Habiendo hecho las aclaraciones y recuentos necesarios para entender el devenir de los hechos, es momento de explicar en qué punto nos encontramos ahora y qué opciones se nos presentan en lo inmediato dentro de este panorama. 

  • Venezuela no es un tema de atención internacional, o al menos no del tipo de atención que queremos. El 20 de enero de 2025 fue una fecha importante en la historia: terminó la Pax Americana, en la cual vivimos en los últimos 80 años y entramos en un nuevo momento geopolítico. Prueba de estos cambios, es la política dual que ha adoptado la Casa Blanca hacia Venezuela: por un lado Marco Rubio, de línea dura y favorable a la política de máxima presión, representa el discurso tradicional de los políticos de Florida (muy de la posguerra fría, por cierto). Y por el otro lado, Richard Grenell, opera en los márgenes con acercamientos muy puntuales al régimen venezolano. ¿Cómo explicar esta dualidad? Hay dos hipótesis: 1) No hay una postura definida hacia Venezuela de parte de la administración de Trump.
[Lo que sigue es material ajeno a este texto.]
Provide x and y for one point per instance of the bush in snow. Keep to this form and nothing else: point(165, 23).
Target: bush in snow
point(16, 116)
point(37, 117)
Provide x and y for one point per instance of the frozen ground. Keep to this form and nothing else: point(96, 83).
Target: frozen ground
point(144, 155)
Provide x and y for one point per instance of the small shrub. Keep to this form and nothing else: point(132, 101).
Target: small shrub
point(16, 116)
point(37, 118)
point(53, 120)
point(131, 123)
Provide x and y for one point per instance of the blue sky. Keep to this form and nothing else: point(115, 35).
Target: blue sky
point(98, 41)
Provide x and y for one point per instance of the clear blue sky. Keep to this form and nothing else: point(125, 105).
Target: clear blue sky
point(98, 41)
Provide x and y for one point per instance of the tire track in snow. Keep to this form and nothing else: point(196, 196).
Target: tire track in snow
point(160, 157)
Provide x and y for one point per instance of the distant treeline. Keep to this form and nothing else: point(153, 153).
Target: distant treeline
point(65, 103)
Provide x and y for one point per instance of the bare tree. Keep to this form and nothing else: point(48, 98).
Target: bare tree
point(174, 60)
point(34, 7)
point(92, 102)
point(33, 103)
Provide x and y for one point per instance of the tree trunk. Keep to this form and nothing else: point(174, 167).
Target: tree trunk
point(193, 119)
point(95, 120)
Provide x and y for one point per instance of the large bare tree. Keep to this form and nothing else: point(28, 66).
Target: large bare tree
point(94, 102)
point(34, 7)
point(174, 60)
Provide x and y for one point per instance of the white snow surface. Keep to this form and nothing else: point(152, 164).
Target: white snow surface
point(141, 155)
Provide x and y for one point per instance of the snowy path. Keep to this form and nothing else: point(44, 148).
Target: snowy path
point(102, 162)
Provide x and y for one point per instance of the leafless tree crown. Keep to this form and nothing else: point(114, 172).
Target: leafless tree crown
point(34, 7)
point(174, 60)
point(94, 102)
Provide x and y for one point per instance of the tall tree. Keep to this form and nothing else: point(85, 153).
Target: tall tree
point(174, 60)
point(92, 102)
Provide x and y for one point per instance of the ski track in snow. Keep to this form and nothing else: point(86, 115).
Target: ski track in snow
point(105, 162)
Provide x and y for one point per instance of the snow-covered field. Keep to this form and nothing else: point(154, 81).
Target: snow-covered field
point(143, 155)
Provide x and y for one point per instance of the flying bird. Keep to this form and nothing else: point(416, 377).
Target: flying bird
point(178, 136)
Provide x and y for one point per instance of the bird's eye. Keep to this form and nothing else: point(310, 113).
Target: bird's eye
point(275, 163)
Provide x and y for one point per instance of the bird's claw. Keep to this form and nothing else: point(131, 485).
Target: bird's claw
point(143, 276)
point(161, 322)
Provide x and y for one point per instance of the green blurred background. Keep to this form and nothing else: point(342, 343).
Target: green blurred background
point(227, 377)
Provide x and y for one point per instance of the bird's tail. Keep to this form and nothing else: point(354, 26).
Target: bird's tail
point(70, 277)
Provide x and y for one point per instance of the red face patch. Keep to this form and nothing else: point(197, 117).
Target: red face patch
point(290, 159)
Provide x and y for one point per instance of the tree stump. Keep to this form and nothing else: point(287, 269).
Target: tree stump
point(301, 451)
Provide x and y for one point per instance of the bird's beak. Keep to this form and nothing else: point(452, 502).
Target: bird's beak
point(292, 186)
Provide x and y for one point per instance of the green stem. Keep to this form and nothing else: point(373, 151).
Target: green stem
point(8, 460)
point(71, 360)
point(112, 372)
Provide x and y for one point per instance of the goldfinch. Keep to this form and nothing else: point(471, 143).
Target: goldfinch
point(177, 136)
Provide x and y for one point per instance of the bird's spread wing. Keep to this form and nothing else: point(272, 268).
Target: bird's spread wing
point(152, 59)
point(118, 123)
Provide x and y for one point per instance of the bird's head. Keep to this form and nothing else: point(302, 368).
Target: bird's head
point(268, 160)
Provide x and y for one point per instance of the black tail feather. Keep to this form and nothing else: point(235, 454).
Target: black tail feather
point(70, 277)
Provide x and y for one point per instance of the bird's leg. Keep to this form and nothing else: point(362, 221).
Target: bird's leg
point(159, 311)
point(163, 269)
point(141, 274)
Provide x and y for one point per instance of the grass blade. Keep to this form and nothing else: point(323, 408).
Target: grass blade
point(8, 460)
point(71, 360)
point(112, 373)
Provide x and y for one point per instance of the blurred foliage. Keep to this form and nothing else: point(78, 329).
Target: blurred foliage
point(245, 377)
No somos prioridad y de allí la inconsistencia y el enfrentamiento de visiones en Washington que aún no deciden cómo abordar el tema. 2) El abordaje dual hacia Venezuela es deliberado y lo que está buscando Trump en Venezuela es “no atarse” únicamente a la estrategia de Marco Rubio, y esta es su forma de “diversificar riesgo” y no cerrarse las puertas en caso de un eventual fracaso de la máxima presión. Básicamente, es su estilo de deal-making aplicado a la política exterior: no importa qué, siempre salir ganando “algo” de cualquier situación.

 

  • Las condiciones del país empeoran. Según las perspectivas que proyectan firmas e instituciones financieras internacionales, todos los expertos concuerdan en que la salida de las petroleras internacionales de Venezuela, tendrá un impacto negativo en la economía del país, que desde 2022 experimentaba una leve recuperación. Ya se comienza a notar al dispararse el tipo de cambio y en la respuesta brutal que ha tenido el gobierno, aplicando de nuevo una política de controles que recuerdan a los peores años de inflación incontrolable, escasez y crisis humanitaria. Y lamentablemente, hay que decirlo, esta nueva crisis económica no llevará a un cambio político, como se ha demostrado en el pasado, porque sabemos, habiendo pagado un costo humano muy alto, que al chavismo no le importa gobernar un cementerio. Además, gracias a la experiencia de 2019, la élite chavista ha aprendido a operar en un esquema oscuro y subrepticio de redes de distribución paralelas de petróleo a otros países para poder sobrevivir a las sanciones de Estados Unidos. Los más afectados de esta nueva crisis serán el menguado sector privado y los consumidores venezolanos. 

 

  • Tomando estos dos elementos en cuenta, el liderazgo de María Corina Machado puede enfrentar un desgaste importante en el futuro inmediato en la medida en que se cierre a una sola estrategia. Machado enfrenta una encrucijada determinante, ya que atarse completamente a la tesis de máxima presión, la sitúa en varias circunstanciasdesfavorables: 

 

  1. El todo o nada”: para María Corina, si bien la recompensa puede ser muy alta, el fracaso también puede ser muy caro porque implica la pérdida de su libertad, e incluso su vida, además de un crecimiento sostenido de los niveles de represión y de crisis económica en el país, en la medida en que el régimen venezolano se sienta cada vez más presionado por las sanciones. 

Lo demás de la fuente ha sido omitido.